En vue de remporter la lutte contre l’apathie, il faut que le manager détermine avec précision l’origine du problème. Ensuite en se mettant dans la peau de la personne concernée, il lui propose un accompagnement personnalisé en l’écoutant et le comprenant. Par la suite, il doit impliquer l’ensemble de son équipe pour une projection future tournée vers des objectifs concrets à réaliser. C’est un moyen efficace pour responsabiliser tout un chacun.

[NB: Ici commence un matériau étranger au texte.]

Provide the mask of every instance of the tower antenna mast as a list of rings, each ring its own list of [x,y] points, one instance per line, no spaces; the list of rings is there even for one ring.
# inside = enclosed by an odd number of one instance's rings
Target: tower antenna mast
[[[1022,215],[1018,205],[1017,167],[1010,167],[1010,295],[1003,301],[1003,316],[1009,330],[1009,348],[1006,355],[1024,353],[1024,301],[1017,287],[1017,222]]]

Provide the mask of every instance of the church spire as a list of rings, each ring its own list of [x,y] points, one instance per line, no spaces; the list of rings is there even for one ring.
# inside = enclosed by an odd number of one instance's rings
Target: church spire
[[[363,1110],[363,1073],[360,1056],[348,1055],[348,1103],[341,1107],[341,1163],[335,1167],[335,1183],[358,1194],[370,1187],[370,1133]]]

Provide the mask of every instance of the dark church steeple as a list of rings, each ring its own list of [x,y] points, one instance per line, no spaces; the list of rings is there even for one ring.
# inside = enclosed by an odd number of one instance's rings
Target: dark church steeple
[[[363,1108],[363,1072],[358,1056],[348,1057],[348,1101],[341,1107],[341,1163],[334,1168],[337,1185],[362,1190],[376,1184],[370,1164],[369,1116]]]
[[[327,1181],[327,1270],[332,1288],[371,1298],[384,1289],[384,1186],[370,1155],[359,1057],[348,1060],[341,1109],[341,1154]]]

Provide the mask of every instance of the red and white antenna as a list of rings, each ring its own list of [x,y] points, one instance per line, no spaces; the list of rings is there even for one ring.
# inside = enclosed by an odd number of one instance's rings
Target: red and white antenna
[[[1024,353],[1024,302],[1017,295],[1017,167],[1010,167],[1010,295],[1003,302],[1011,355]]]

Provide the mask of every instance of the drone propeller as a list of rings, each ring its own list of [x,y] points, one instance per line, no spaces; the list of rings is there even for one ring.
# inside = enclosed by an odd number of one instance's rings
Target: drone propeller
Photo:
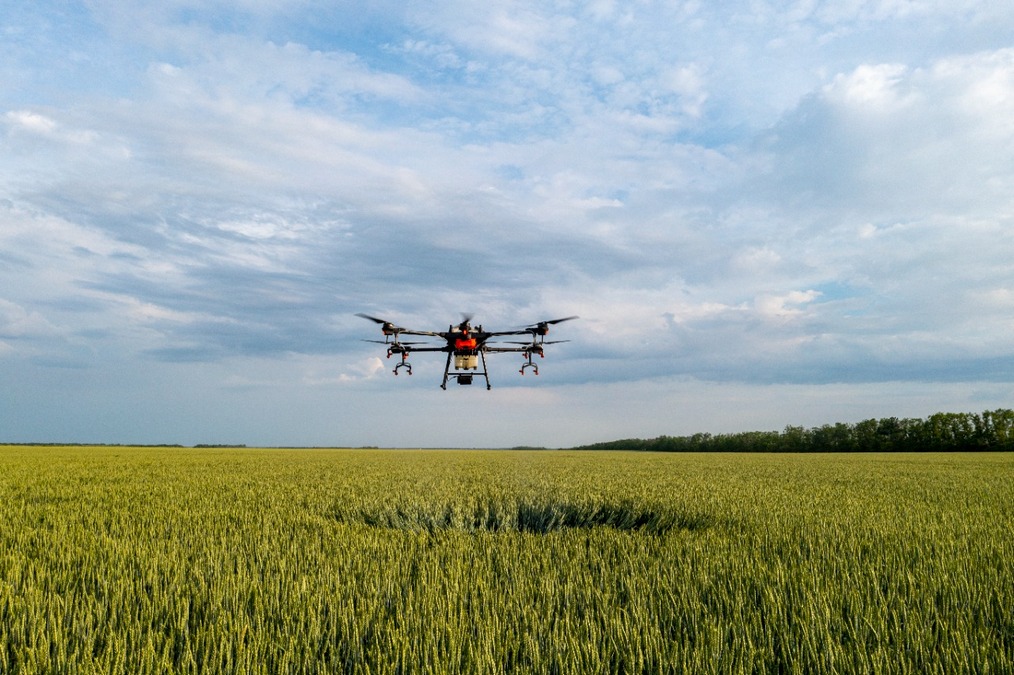
[[[578,319],[577,316],[565,316],[562,319],[550,319],[549,321],[539,321],[538,323],[529,324],[528,328],[542,328],[543,326],[552,326],[554,324],[563,323],[564,321],[572,321]]]
[[[399,341],[386,342],[384,340],[363,340],[363,342],[375,342],[378,345],[391,345],[391,346],[394,346],[394,345],[401,346],[401,345],[425,345],[425,344],[429,344],[428,342],[399,342]],[[548,345],[549,343],[547,342],[546,344]]]
[[[378,319],[375,316],[370,316],[369,314],[363,314],[362,312],[356,312],[356,316],[361,317],[363,319],[369,319],[370,321],[372,321],[374,323],[380,323],[380,324],[391,325],[391,326],[394,325],[390,321],[387,321],[385,319]]]
[[[365,318],[365,319],[369,319],[369,320],[373,321],[374,323],[379,323],[384,328],[388,328],[389,327],[391,330],[405,330],[405,328],[402,328],[400,326],[396,326],[393,323],[391,323],[390,321],[388,321],[387,319],[377,318],[376,316],[370,316],[369,314],[363,314],[362,312],[356,312],[356,316],[359,316],[359,317]]]
[[[393,335],[396,340],[398,339],[398,333],[401,333],[401,332],[403,332],[403,331],[406,330],[405,328],[402,328],[401,326],[395,326],[390,321],[387,321],[385,319],[378,319],[375,316],[370,316],[369,314],[363,314],[362,312],[357,313],[356,316],[362,317],[363,319],[369,319],[373,323],[379,323],[380,324],[380,330],[381,330],[381,332],[383,332],[384,335]]]
[[[425,342],[398,342],[397,340],[395,340],[394,342],[384,342],[382,340],[363,340],[363,342],[375,342],[378,345],[387,345],[387,358],[391,358],[392,354],[401,354],[401,363],[395,366],[394,368],[395,375],[398,374],[398,369],[403,367],[408,368],[408,374],[411,375],[412,366],[405,360],[405,357],[408,356],[408,353],[412,351],[412,348],[409,345],[426,344]]]
[[[542,345],[558,345],[561,342],[570,342],[570,340],[550,340],[549,342],[520,342],[517,340],[504,340],[504,344],[525,345],[527,347],[541,347]]]
[[[550,319],[549,321],[540,321],[538,323],[533,323],[525,326],[524,330],[531,333],[532,337],[535,337],[536,335],[541,335],[543,338],[545,338],[546,334],[549,332],[550,326],[558,323],[563,323],[564,321],[571,321],[576,318],[578,317],[565,316],[562,319]]]

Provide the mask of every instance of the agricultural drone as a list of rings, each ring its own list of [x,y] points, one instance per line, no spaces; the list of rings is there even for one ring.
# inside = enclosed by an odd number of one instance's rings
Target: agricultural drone
[[[396,326],[390,321],[384,319],[378,319],[375,316],[369,314],[356,314],[356,316],[364,319],[369,319],[374,323],[380,324],[380,330],[384,334],[384,340],[364,340],[364,342],[376,342],[378,344],[387,345],[387,358],[391,358],[393,354],[400,354],[401,361],[394,367],[394,374],[397,375],[398,371],[402,368],[411,375],[412,364],[408,362],[408,355],[411,352],[446,352],[447,363],[444,365],[444,379],[440,383],[440,388],[447,389],[447,380],[455,379],[458,384],[472,384],[472,378],[476,375],[481,375],[486,378],[486,389],[492,389],[489,383],[489,371],[486,369],[486,354],[500,354],[504,352],[515,352],[520,353],[526,360],[521,366],[521,374],[524,375],[525,371],[529,368],[536,375],[539,374],[539,367],[532,362],[532,357],[536,354],[539,357],[545,357],[544,348],[546,345],[559,344],[561,342],[570,342],[569,340],[551,340],[546,342],[546,335],[549,333],[549,327],[564,321],[570,321],[576,319],[576,316],[567,316],[562,319],[552,319],[550,321],[539,321],[533,323],[524,328],[518,328],[515,330],[504,330],[504,331],[485,331],[482,326],[472,326],[471,315],[463,315],[463,321],[458,325],[450,325],[446,331],[428,331],[428,330],[412,330],[409,328],[402,328]],[[416,335],[428,338],[439,338],[444,340],[446,344],[433,344],[432,342],[402,342],[402,335]],[[490,338],[506,337],[512,335],[528,335],[531,337],[531,341],[517,341],[517,340],[505,340],[503,345],[515,345],[511,347],[499,346],[498,343],[489,342]],[[454,368],[451,368],[451,360],[454,361]],[[479,364],[482,364],[482,370],[479,370]]]

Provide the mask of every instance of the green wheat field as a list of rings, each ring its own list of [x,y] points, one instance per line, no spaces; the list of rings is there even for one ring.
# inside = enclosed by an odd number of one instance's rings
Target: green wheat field
[[[1010,673],[1014,455],[0,447],[2,673]]]

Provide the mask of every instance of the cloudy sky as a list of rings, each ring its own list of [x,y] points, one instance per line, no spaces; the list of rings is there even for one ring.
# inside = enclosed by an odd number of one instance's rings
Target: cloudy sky
[[[0,441],[571,446],[1014,405],[999,0],[0,0]],[[356,312],[572,314],[394,377]]]

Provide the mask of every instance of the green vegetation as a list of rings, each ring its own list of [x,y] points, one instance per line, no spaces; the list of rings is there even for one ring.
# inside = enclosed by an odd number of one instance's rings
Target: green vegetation
[[[1014,672],[1014,456],[0,448],[0,672]]]
[[[863,420],[856,424],[785,427],[737,434],[628,438],[584,445],[579,450],[652,452],[1010,452],[1014,451],[1014,410],[936,413],[924,420]]]

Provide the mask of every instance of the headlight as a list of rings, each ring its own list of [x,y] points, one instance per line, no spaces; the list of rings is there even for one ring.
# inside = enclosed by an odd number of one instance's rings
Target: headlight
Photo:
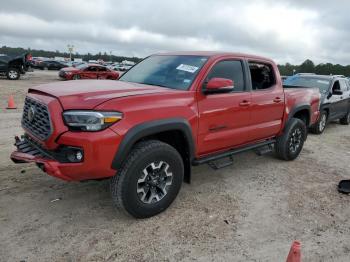
[[[65,123],[72,130],[99,131],[122,119],[120,112],[103,111],[66,111],[63,113]]]

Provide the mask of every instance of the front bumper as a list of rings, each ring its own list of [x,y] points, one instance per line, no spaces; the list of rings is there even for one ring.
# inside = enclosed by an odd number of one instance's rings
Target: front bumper
[[[117,152],[120,136],[111,129],[100,132],[66,132],[52,150],[46,149],[30,139],[29,135],[16,138],[17,149],[11,154],[14,163],[36,163],[47,174],[66,180],[83,181],[114,176],[116,170],[111,167]],[[70,162],[68,153],[81,150],[81,162]]]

Un bon manager doit réserver un petit moment à un chacun pour le complimenter sur ses points forts et lui indiquer les points à développer tout en restant à son écoute et en l’encourageant à émettre ses propres remarques. Il doit aussi déléguer quelques tâches valorisantes au collaborateur qui a du potentiel, tout en analysant ce qui peut le motiver. Il est utile de prévoir un système de récompense pour encourager les efforts et les réussites, même lorsqu’il s’agit de tâches minimes.
Il est primordial de ne pas se focaliser sur les mêmes personnes car chacun doit être valorisé et estimé pour son travail et ses accomplissements. Un manager doit apporter un soutien aux personnes qui rencontrent des difficultés, en exprimant son empathie et en veillant à favoriser l’intelligence collective.